A coś w ogóle jest złego w BezAlkoholowym weselu?

23.05.2006
18:31
[41]

Golem6 [ z rzędu Naczelnych ]

Tyle, żeby nie zabrakło...
Buteleczka na głowe wystarczy. Jak zostanie, to dasz w prezencie odjeżdżającym gościom :]

23.05.2006
18:31
[42]

yellowfox [ Uśmiechnij się ]

Misiak --> teoretycznie nie ale nie wszystkim imprezowicza moze sie to spodobac

23.05.2006
18:31
[43]

erton [ Fink ]

Misiak --> Byles kiedys na weselu w Polsce?

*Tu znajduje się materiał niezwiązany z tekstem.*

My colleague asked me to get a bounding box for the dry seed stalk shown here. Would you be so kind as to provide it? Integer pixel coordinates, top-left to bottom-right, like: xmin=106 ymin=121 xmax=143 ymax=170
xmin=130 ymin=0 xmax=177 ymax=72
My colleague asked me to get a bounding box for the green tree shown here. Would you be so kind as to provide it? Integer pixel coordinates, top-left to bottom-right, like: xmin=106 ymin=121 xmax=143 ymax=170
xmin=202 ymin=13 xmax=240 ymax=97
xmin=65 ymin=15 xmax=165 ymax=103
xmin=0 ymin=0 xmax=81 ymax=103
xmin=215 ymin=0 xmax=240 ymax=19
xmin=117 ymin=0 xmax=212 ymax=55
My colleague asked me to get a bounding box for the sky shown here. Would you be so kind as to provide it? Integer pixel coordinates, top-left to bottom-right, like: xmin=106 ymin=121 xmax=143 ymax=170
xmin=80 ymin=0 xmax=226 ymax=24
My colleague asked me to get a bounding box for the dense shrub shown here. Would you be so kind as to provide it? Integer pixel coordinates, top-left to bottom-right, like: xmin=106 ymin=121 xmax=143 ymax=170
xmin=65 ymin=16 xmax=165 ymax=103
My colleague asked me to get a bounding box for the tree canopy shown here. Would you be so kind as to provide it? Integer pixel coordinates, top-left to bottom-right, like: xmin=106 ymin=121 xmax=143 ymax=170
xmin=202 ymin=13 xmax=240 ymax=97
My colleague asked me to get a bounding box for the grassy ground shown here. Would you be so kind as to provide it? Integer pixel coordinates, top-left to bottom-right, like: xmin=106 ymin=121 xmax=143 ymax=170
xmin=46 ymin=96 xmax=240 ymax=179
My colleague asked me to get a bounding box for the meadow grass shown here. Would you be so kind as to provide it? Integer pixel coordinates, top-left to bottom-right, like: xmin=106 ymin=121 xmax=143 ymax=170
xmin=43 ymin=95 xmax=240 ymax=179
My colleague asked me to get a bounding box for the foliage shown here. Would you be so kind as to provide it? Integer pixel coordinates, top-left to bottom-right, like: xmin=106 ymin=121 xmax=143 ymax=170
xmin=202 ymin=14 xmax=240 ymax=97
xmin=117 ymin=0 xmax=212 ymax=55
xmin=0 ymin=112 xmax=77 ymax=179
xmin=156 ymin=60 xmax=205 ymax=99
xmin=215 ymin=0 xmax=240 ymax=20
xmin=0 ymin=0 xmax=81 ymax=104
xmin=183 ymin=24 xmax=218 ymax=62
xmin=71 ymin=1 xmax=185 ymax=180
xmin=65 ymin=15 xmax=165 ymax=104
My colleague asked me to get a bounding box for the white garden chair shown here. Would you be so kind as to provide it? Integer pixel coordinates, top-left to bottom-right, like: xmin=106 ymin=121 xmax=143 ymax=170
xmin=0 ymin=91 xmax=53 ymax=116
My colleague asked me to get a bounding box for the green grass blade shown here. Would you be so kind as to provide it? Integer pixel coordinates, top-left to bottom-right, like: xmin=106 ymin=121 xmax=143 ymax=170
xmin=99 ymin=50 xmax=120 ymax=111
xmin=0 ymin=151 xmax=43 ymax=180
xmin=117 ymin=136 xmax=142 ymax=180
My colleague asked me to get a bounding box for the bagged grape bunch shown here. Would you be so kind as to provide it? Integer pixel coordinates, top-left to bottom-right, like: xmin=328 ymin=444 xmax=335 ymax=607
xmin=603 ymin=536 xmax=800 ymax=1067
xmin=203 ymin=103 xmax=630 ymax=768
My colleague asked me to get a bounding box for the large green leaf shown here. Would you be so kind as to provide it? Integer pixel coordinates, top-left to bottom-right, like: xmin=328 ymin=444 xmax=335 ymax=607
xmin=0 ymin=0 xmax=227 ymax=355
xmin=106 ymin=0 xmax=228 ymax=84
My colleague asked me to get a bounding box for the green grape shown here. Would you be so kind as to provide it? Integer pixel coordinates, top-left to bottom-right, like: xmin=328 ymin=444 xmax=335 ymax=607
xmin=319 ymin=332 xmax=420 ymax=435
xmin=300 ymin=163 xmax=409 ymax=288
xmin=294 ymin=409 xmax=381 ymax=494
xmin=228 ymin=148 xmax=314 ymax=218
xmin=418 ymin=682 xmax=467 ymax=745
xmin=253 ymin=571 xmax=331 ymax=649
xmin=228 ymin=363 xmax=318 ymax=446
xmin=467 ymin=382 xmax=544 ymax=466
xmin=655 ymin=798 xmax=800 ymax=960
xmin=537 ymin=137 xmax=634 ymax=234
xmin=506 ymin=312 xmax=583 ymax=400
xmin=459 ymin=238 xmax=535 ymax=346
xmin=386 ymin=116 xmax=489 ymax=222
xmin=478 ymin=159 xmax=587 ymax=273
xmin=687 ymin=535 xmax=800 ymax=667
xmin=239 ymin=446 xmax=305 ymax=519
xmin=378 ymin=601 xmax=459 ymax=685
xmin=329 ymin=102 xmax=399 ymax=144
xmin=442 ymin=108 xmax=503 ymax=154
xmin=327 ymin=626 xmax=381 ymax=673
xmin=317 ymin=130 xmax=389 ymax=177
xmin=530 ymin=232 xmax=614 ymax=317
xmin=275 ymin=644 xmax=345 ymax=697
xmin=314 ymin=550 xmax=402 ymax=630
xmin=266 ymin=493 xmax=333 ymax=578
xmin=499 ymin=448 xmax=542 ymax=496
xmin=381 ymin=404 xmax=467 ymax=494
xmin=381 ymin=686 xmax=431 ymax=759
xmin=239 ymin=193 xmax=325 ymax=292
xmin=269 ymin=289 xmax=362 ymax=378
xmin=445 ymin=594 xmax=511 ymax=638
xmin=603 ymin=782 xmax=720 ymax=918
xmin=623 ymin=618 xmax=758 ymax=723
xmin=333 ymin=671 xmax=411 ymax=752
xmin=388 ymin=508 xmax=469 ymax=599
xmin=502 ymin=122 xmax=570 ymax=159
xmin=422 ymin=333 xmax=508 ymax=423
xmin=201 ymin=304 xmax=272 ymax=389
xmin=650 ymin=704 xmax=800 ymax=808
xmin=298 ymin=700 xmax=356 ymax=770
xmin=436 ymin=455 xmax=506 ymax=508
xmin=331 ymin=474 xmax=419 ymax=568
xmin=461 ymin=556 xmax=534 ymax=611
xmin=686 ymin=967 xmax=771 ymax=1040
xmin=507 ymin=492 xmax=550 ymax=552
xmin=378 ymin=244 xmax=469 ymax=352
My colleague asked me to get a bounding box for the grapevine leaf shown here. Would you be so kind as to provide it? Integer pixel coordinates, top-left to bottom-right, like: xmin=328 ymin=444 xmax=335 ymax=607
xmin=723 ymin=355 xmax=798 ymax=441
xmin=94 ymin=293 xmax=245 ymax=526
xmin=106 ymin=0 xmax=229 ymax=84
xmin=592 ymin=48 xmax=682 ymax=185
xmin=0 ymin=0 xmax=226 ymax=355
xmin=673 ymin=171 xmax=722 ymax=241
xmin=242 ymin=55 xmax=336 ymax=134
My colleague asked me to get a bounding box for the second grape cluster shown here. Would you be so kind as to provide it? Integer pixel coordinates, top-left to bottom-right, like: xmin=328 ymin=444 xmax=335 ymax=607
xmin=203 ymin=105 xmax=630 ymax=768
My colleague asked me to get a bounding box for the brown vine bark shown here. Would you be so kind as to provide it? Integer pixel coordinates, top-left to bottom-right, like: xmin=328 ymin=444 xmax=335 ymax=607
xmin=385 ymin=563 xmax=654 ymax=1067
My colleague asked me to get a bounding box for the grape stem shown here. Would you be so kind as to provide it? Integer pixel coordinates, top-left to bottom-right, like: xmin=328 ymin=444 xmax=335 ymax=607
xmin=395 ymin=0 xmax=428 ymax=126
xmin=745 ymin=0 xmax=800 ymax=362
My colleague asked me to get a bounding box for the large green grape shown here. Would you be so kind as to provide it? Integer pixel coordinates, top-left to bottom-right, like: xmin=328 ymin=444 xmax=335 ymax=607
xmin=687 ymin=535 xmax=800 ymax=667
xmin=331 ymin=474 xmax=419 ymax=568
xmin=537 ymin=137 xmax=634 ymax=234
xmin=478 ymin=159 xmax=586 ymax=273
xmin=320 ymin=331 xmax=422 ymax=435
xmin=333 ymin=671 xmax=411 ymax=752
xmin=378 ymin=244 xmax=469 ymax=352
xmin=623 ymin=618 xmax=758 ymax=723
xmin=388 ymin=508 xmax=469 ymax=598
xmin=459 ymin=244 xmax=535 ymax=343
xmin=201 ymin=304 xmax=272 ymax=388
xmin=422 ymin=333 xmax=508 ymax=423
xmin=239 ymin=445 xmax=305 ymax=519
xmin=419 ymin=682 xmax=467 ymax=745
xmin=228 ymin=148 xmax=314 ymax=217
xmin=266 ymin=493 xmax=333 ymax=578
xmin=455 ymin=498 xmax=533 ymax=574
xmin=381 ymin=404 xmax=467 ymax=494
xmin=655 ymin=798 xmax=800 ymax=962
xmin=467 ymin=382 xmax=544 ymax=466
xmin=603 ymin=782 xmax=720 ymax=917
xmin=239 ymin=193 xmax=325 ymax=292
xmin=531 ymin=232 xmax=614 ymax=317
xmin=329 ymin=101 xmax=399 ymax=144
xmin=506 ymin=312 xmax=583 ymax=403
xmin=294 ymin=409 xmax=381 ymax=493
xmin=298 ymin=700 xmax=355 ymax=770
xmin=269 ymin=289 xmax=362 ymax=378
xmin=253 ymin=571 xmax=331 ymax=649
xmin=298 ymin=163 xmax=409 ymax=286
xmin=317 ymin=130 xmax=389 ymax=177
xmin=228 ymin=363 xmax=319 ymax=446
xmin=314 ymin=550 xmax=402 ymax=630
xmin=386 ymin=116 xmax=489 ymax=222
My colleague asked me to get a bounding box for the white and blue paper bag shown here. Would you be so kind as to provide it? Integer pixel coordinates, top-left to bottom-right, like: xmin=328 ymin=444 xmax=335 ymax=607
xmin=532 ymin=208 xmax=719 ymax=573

Albo chociaz na jakiejs imprezie? ;) To sie po prostu nie uda, co najwyzej mozna zrobic po slubie obiad w restauracji i po 2 godzinkach zakonczyc impreze.

23.05.2006
19:23
[44]

kiowas [ Legend ]

Pamiętaj, że gusta się teraz troszeczkę zmieniły i nie wszyscy przyswajają ten trunek.
Poza wódką nie zapomnij o pewnej ilości wina, może jakieś dwie symboliczne butelki koniaku czy whisky.
Uważam, że 0,7 na parę wystarczy.

23.05.2006
19:28
smile
[45]

Skrz@t [ Młody Gniewny ]

anksma --> 0,5 litra na leb powinno wystarczyc , zalezy jeszcze ile gosci zapraszasz i jakie maja przyzwyczajenia ;] Kupuj w hurtowni przykladowo pol litra bolsa wychodzilo 14,50 za butelke ;) A jak zostanie to porozdajesz na kaca niektorym ;] A jak goscie po weselu beda was odwiedzac , to tez bedzie juz co pic ;)

23.05.2006
21:02
smile
[46]

anksma [ BloodRayne ]

E to jednak mnie przekonaliscie i wezmę te 0,5 na łebka, najwyżej oddam do hurtowni.Skoro polacy taki naród co lubi wypić to po co ma zabraknąć, najwyżej to co zostanie wam rozdam, jak hurtownia nie będzie chciała;-))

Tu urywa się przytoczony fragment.